We know the number of children we’re seeing as a percentage of our population is higher than the published autism incidence of 1%. It works out about 6% and that’s not unusual.

There are far more children referred from deprived communities. Forty-nine percent of families on our waiting lists come from the most deprived 10% of the population, and 2% from the least deprived.

 

Why are waiting lists growing?

Waiting lists have got longer because the numbers have gone up but there hasn’t been enough investment in services to keep up. There are more children but not more staff, that’s the bottom line. We have done every efficiency saving and service improvement we can, but we can’t do anything else without more resources.

This last 10 years when there’s been the biggest increase has coincided with austerity measures in the UK so there hasn’t been the money available.

A separate question is why there is an increase in referrals. We used to say it was better recognition, and I think that is a part of it. But our biggest increase has been in children with very high needs. We know that autism has a big genetic component but I think there are environmental factors as well to explain the huge increases we’re seeing. Very early environment does have some impact on long-term outcome and we have to start looking at that.

 

How important is a diagnosis?

We’ve changed the model of working – it used to be you’d wait for your diagnosis, and then you’d get help. Now, because children are waiting a long time, the help is going in while children are on the waiting list and you tend to find a lot of nurseries or schools putting in a lot of support. But for that support to be secure, the diagnosis does help and it gives professionals working with the child a clear understanding of what the difficulties are. Then that child’s support can be tailored to be autism-specific.

The difficulty is that post-diagnostic services are really stretched. Families have the expectation that they’ll get the diagnosis and all this help is going to kick in. And actually, not a lot changes because the help has already been going in.

We try to offer as much post-diagnostic support as we can, but some other services are diagnostic only and some families feel like they’re left high and dry.

There are some evidence-based interventions that can help, like Paediatric Autism Communication Therapy (PACT) which is about teaching parents to spot the cues for communication in their child. But it’s available in very few places and I think that needs challenging. When we’ve got an intervention which clearly helps, I really struggle with the fact that we’re not offering it as standard. It’s down to money and priorities.

 

Are private assessments a valid route?

For us, it depends on the quality of them. I have seen some absolutely superb private reports done in more detail than the NHS can offer by very credible professionals. But some of them aren’t superb and I wouldn’t accept them. So we don’t have a blanket approach. I would look at whether it’s been a multi-disciplinary assessment, who’s been involved, the quality of information, and whether it matched what we were seeing with the child.

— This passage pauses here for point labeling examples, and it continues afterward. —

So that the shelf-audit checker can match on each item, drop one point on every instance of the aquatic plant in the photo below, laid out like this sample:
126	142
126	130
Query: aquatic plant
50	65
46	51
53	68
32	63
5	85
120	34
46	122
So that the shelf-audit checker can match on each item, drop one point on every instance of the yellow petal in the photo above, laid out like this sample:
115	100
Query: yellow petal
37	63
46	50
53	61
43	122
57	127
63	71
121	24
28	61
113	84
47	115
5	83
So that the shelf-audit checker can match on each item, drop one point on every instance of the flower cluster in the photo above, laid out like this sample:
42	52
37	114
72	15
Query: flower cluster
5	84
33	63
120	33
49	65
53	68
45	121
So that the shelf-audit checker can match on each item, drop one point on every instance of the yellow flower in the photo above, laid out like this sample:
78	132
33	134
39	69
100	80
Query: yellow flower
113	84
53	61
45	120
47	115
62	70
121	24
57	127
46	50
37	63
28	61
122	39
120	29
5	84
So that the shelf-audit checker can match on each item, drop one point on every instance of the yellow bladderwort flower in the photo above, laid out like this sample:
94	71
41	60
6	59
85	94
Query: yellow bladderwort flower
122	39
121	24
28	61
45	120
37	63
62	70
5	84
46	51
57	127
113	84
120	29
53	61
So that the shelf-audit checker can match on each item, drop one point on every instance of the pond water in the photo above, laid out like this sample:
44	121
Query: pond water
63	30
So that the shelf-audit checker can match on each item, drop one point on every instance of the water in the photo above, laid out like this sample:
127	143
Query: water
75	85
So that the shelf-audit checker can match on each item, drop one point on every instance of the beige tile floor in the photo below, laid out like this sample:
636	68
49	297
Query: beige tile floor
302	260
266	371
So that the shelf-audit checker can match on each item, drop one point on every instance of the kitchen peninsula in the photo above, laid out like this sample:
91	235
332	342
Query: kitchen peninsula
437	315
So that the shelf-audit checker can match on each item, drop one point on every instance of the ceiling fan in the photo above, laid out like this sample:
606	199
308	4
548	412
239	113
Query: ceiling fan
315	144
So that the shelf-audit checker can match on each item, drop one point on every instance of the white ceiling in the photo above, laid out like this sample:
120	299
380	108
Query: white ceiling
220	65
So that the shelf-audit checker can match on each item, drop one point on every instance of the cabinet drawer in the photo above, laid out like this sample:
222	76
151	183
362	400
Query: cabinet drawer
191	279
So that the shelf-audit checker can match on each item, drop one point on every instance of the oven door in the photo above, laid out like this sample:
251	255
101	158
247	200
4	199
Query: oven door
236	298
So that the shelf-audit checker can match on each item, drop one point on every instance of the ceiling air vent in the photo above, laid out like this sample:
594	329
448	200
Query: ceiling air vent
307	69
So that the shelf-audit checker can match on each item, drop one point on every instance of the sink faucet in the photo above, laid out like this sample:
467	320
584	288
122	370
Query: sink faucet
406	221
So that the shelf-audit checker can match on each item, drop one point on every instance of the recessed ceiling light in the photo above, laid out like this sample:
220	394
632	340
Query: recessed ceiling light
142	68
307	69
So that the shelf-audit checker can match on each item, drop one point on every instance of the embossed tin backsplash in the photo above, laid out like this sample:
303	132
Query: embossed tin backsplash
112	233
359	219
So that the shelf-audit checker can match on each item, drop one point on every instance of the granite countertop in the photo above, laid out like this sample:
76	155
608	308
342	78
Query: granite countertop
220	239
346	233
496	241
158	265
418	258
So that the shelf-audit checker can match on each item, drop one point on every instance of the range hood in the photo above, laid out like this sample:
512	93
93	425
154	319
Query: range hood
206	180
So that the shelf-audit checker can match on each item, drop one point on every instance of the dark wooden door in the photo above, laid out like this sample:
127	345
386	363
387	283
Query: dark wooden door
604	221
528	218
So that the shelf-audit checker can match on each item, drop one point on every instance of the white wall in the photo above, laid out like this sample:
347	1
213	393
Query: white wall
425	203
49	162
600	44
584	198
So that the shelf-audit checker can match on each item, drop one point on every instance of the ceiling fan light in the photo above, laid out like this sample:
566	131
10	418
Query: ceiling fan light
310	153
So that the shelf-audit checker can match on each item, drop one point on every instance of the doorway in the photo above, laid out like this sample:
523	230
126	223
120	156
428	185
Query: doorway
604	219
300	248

It's the same for the NHS using private providers. Even though we’re faced with huge challenges like waiting lists, I think the people commissioning outside services have to be very careful about looking at the quality of what they’re commissioning.

 

What can be done to reduce waiting lists?

There’s no way round it – we have to invest in the services. The problem is now we’ve got people purely focusing on the waiting times and numbers, and it’s pointless making a diagnosis unless you have something to offer at the end of it.

We’ve said autism has a big genetic component and we can’t change that. But I do think we need to look at some public health measures around education and offering very early help to change outcomes.

In healthcare, we tend to spend money on solving problems rather than preventing them happening in the first place. We need to look at environmental factors and see what we can do before children get onto the waiting list.